On Fri, 21 Aug 2009, TuskenTower wrote:

> We would like to have a sed script that modifies the PATH in a way
> that follows the principle of least astonishment.

Walt's solution is nice and tidy if you don't mind using Perl.  If you're
wedded to sed, here's a possible solution: before using the environment
variables in the s-command, pass each of them through sed to escape your
desired delimiter.

For example:



echo $P
P=$(echo $P|sed "s/$(echo $O|sed 's:/:\\/:g')/$(echo $N|sed 's:/:\\/:g')/g")
echo $P

Tried this out in zsh's sh emulation, and it seems to work as advertised.
I believe most current sh implementations should support $(...) for command
substitution, but I'll defer to JP on that.  $(...) is more convenient than
`...` as it can be nested without escapes.

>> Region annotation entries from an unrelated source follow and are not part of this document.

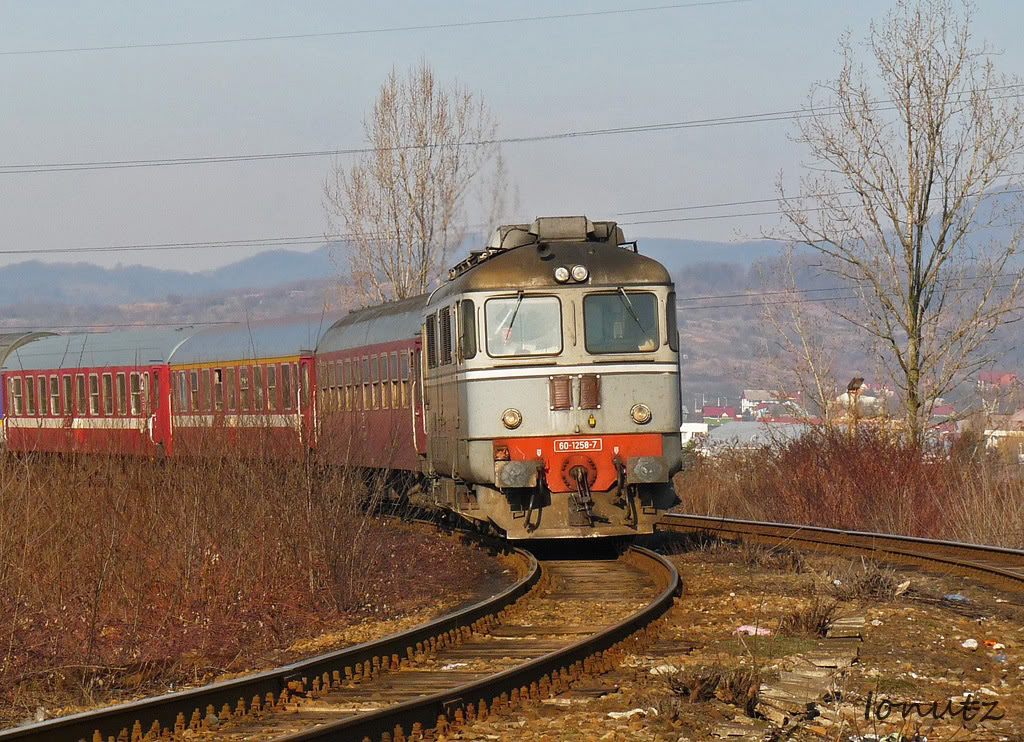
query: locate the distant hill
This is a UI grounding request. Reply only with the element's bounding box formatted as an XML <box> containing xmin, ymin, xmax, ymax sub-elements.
<box><xmin>0</xmin><ymin>245</ymin><xmax>337</xmax><ymax>305</ymax></box>
<box><xmin>0</xmin><ymin>235</ymin><xmax>777</xmax><ymax>305</ymax></box>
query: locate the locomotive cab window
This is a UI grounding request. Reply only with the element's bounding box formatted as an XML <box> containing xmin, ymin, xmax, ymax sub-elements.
<box><xmin>483</xmin><ymin>292</ymin><xmax>562</xmax><ymax>357</ymax></box>
<box><xmin>117</xmin><ymin>372</ymin><xmax>128</xmax><ymax>414</ymax></box>
<box><xmin>583</xmin><ymin>289</ymin><xmax>659</xmax><ymax>353</ymax></box>
<box><xmin>665</xmin><ymin>292</ymin><xmax>679</xmax><ymax>350</ymax></box>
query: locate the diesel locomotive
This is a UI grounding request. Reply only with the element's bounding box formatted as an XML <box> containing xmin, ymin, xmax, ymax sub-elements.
<box><xmin>2</xmin><ymin>216</ymin><xmax>681</xmax><ymax>539</ymax></box>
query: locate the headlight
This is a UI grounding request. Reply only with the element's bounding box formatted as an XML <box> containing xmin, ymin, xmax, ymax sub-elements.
<box><xmin>502</xmin><ymin>407</ymin><xmax>524</xmax><ymax>430</ymax></box>
<box><xmin>630</xmin><ymin>404</ymin><xmax>650</xmax><ymax>425</ymax></box>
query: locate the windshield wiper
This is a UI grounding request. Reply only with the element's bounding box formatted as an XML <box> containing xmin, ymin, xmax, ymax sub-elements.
<box><xmin>505</xmin><ymin>292</ymin><xmax>522</xmax><ymax>343</ymax></box>
<box><xmin>618</xmin><ymin>287</ymin><xmax>647</xmax><ymax>335</ymax></box>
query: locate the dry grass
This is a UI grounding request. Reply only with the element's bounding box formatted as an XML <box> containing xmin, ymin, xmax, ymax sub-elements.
<box><xmin>660</xmin><ymin>665</ymin><xmax>763</xmax><ymax>715</ymax></box>
<box><xmin>0</xmin><ymin>433</ymin><xmax>495</xmax><ymax>727</ymax></box>
<box><xmin>778</xmin><ymin>598</ymin><xmax>839</xmax><ymax>638</ymax></box>
<box><xmin>676</xmin><ymin>431</ymin><xmax>1024</xmax><ymax>548</ymax></box>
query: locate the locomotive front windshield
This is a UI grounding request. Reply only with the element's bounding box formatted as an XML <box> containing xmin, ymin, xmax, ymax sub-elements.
<box><xmin>484</xmin><ymin>293</ymin><xmax>562</xmax><ymax>356</ymax></box>
<box><xmin>583</xmin><ymin>289</ymin><xmax>658</xmax><ymax>353</ymax></box>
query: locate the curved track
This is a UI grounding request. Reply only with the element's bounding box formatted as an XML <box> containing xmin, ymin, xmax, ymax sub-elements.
<box><xmin>6</xmin><ymin>548</ymin><xmax>680</xmax><ymax>742</ymax></box>
<box><xmin>657</xmin><ymin>513</ymin><xmax>1024</xmax><ymax>591</ymax></box>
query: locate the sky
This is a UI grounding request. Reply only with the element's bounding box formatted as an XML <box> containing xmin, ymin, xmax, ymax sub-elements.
<box><xmin>0</xmin><ymin>0</ymin><xmax>1024</xmax><ymax>270</ymax></box>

Note that the above replaces all occurences of '/ba' that appear in P.  If
you're trying to replace a single occurence of a complete entry in the path
variable, you'll need to be careful that your old string is guaranteed not
to match a substring that appears earlier in the path.  (And, of course,
you won't want to use the 'g' flag on the outer sed.) This could be tricky,
and you might do better to break the path string up by the ':' delimiters
and look at each entry individually.